Future Cardinal Joseph E. Ritter started the Catholic Youth Organization back in the 30s or 40s. The “CYO” supports a variety of youth activities—basically, anything that keeps our hands off our dicks and our dicks in our pants. And nowhere is this brainwashing more acute than the retreats.

Retreat. The word carries with it a certain connotation in Catholic circles: rebirth, renewal…retarded. You disappear for a few days, get all hopped up on Jesus, then spend 

the next few months trying to clear him out of your system. Jesus is like bad lunchmeat I guess.

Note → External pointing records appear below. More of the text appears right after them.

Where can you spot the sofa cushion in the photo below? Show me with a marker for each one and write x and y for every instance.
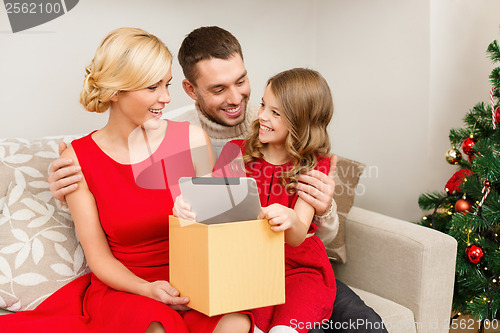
(39, 251)
(346, 180)
(396, 317)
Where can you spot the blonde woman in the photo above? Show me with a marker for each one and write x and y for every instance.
(121, 206)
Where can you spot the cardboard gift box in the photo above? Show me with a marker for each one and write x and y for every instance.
(227, 267)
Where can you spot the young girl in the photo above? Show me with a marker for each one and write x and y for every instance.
(289, 137)
(123, 226)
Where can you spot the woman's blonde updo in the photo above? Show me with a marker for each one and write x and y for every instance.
(127, 59)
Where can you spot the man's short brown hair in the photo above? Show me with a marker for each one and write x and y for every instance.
(206, 43)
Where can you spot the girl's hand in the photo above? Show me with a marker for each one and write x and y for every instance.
(164, 292)
(183, 210)
(317, 189)
(280, 218)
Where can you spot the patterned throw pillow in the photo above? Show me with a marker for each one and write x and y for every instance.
(39, 250)
(346, 180)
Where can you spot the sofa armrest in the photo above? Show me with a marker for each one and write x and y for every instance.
(401, 261)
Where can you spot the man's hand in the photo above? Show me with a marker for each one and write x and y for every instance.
(183, 210)
(63, 177)
(317, 189)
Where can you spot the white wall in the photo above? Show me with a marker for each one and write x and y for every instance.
(403, 72)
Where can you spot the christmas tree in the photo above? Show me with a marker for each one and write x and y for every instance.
(469, 207)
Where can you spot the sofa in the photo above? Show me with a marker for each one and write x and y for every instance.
(404, 271)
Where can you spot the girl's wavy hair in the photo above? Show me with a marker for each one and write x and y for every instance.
(306, 107)
(127, 59)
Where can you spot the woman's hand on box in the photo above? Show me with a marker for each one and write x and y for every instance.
(280, 218)
(164, 292)
(183, 210)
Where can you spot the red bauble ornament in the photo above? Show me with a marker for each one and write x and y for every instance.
(463, 206)
(468, 148)
(474, 253)
(456, 180)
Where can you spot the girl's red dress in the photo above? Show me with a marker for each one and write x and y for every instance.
(134, 203)
(310, 286)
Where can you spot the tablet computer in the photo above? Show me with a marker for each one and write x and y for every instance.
(221, 199)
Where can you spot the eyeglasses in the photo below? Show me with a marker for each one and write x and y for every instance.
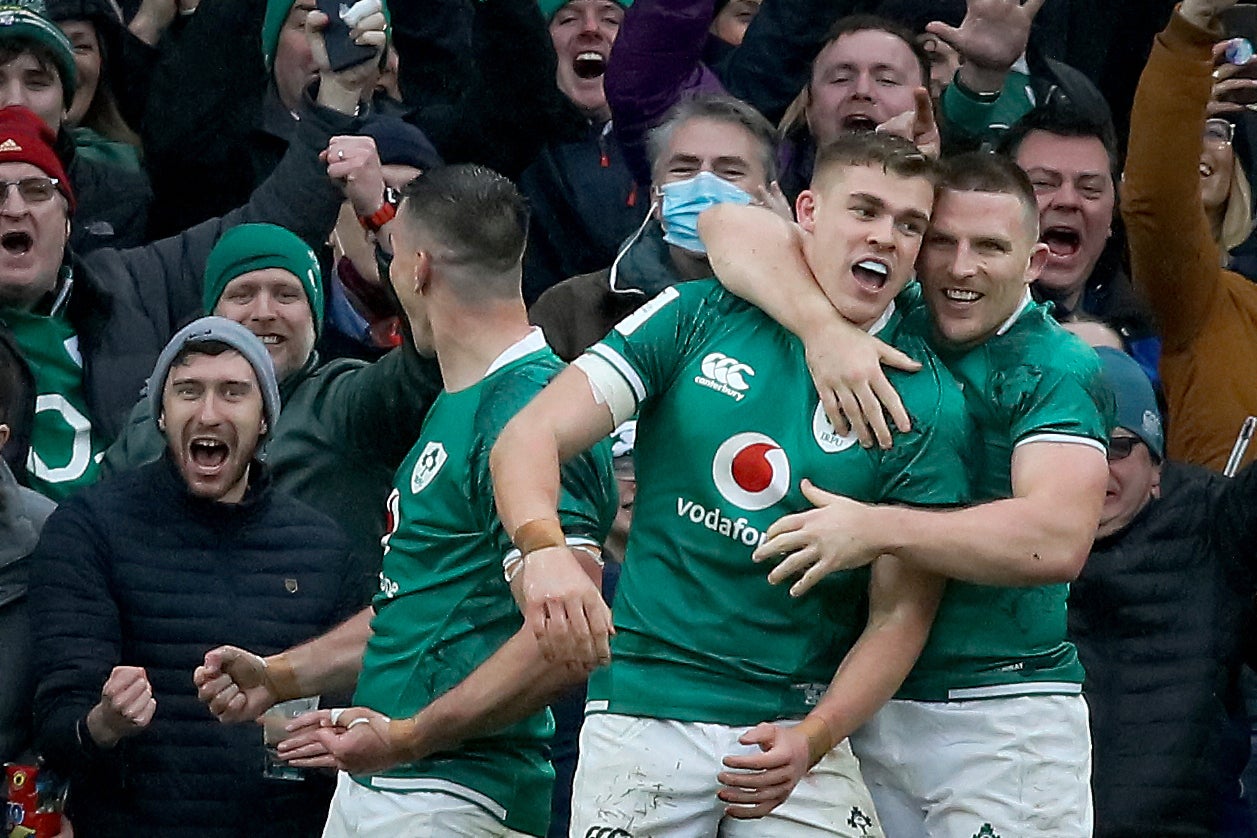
(1218, 132)
(33, 190)
(1121, 446)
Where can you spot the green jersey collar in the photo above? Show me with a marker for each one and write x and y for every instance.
(1027, 300)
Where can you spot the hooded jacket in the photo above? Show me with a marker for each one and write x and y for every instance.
(126, 304)
(21, 518)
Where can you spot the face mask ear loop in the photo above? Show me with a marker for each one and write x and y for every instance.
(630, 243)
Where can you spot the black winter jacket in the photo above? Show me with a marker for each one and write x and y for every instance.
(136, 572)
(126, 304)
(1158, 616)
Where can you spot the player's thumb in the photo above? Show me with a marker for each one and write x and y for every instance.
(896, 358)
(816, 496)
(761, 734)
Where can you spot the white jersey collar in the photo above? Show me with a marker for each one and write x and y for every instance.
(532, 342)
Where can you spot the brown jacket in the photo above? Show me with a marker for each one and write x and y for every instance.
(1207, 314)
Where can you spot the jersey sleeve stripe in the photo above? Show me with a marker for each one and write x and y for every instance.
(614, 381)
(1062, 437)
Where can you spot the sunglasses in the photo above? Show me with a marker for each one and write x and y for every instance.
(33, 190)
(1218, 132)
(1121, 446)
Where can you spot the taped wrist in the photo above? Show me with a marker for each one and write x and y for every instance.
(282, 677)
(538, 534)
(820, 739)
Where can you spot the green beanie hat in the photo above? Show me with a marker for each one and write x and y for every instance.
(28, 19)
(277, 13)
(257, 246)
(549, 8)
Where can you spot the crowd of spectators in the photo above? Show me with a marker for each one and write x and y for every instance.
(270, 269)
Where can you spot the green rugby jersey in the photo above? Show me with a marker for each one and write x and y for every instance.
(64, 452)
(728, 426)
(444, 606)
(1033, 381)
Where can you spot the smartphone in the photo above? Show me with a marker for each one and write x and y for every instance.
(342, 53)
(1240, 21)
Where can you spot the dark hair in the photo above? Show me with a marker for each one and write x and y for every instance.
(475, 212)
(979, 171)
(211, 348)
(16, 403)
(850, 24)
(1064, 119)
(717, 108)
(14, 48)
(895, 155)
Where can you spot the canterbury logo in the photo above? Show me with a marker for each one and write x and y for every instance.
(724, 375)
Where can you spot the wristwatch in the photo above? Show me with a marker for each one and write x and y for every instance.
(384, 215)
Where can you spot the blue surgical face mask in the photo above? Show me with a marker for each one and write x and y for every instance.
(685, 200)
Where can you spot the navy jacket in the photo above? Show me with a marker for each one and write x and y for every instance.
(1158, 616)
(137, 572)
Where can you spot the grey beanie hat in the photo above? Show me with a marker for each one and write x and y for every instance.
(235, 336)
(1135, 400)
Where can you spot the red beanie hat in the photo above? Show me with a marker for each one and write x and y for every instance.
(25, 138)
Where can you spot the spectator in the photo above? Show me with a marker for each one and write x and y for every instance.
(666, 52)
(703, 140)
(127, 609)
(346, 424)
(1207, 314)
(724, 674)
(867, 72)
(117, 308)
(441, 652)
(1158, 618)
(39, 64)
(585, 201)
(94, 116)
(1069, 151)
(916, 15)
(362, 318)
(730, 20)
(240, 108)
(21, 518)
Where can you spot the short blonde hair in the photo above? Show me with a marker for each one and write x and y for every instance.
(1237, 219)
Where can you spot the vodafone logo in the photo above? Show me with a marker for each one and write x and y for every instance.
(725, 375)
(751, 470)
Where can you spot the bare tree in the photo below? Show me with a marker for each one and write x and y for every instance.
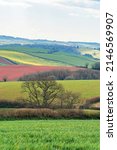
(71, 98)
(42, 93)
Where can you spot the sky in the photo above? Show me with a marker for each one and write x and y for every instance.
(63, 20)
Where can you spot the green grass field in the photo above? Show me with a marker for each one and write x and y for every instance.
(87, 88)
(49, 135)
(22, 58)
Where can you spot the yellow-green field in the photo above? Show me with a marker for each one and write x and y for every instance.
(87, 88)
(23, 58)
(50, 135)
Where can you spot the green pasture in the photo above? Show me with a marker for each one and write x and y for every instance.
(41, 57)
(22, 58)
(49, 135)
(87, 88)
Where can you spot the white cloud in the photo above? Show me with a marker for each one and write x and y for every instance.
(14, 3)
(94, 4)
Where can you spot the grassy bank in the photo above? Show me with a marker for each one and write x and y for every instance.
(49, 135)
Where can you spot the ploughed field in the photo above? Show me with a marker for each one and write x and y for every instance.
(13, 72)
(49, 135)
(87, 88)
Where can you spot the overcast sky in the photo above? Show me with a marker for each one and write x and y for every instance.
(67, 20)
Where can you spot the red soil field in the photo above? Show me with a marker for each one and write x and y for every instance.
(5, 61)
(13, 72)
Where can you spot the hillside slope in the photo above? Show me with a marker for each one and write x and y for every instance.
(44, 52)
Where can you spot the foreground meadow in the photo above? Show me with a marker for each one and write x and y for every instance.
(49, 135)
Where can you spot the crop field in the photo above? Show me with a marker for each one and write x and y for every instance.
(33, 56)
(12, 72)
(49, 135)
(87, 88)
(94, 53)
(22, 58)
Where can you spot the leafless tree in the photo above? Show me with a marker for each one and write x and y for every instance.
(42, 93)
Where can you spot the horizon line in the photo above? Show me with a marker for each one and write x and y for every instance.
(53, 40)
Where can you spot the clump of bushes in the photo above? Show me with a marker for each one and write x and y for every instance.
(89, 102)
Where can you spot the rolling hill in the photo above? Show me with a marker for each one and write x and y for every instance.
(46, 53)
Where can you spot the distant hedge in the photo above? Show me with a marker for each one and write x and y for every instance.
(48, 114)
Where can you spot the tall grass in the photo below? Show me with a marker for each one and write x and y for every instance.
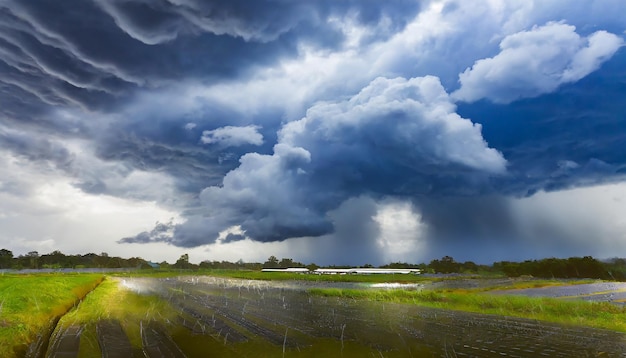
(28, 303)
(583, 313)
(112, 301)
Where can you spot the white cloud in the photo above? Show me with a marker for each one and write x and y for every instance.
(231, 136)
(408, 120)
(582, 221)
(535, 62)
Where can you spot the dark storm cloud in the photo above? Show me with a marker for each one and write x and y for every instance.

I went to my first retreat as a sophomore. They corralled a thousand of us into the Roncalli High School gymnasium. The motivational speaker was a “rock ‘n roll priest,” a guy who tried to validate his coolness by using contemporary music during mass. Father Don was his name. He played Mr. Mister’s “Kyrie” as an entrance hymn. I got a blowjob from a girl named Rhonda who had a mohawk, thus setting the precedent for future retreats. Kyrie Eleison, Rhonda’s mohawk I must straddle.

In the heart of the Italian-turned-Mexican neighborhood, the CYO Center comprises two dormitories, one girl’s and one boy’s; Holy Rosary Church, the old Italianate church with twin campaniles where Mom’s parents, Grandma Louise and Grandpa Fred, got married; and the now-vacant Latin School, which Uncle Mitch attended when he was a conflicted teenager considering the priesthood.

Holy shit, can Uncle Mitch be a bigger fucking cliché? He and Aunt Ophelia came over for dinner last night, and I really don’t know what to think of the guy anymore. He talks about how well his teaching job is going. He teaches health and driver’s education and is an assistant men’s basketball coach at Roncalli. He says he has “a great bunch of kids” and feels like he’s “really making a difference.”

A part of me concedes puberty has conveniently drowned my childhood monsters beneath a tide of girl-crazy hormones. But maybe, just maybe Uncle Mitch is not a monster. In eighth grade he was my confirmation sponsor. Why? Because I asked him to be my sponsor. I can still picture the archbishop saying something about God “sending the Holy Spirit to be my helper and guide” and putting the chrism on my head, Uncle 

Mitch with his hand on my shoulder, and Mom and Dad looking pretty happy. Prior to Mom’s miscarriages, she and Dad designated Uncle Mitch and Aunt Ophelia as the legal guardian of the hypothetical fourth Fitzpatrick child in the event something happened to Mom and Dad, and it didn’t even bother me.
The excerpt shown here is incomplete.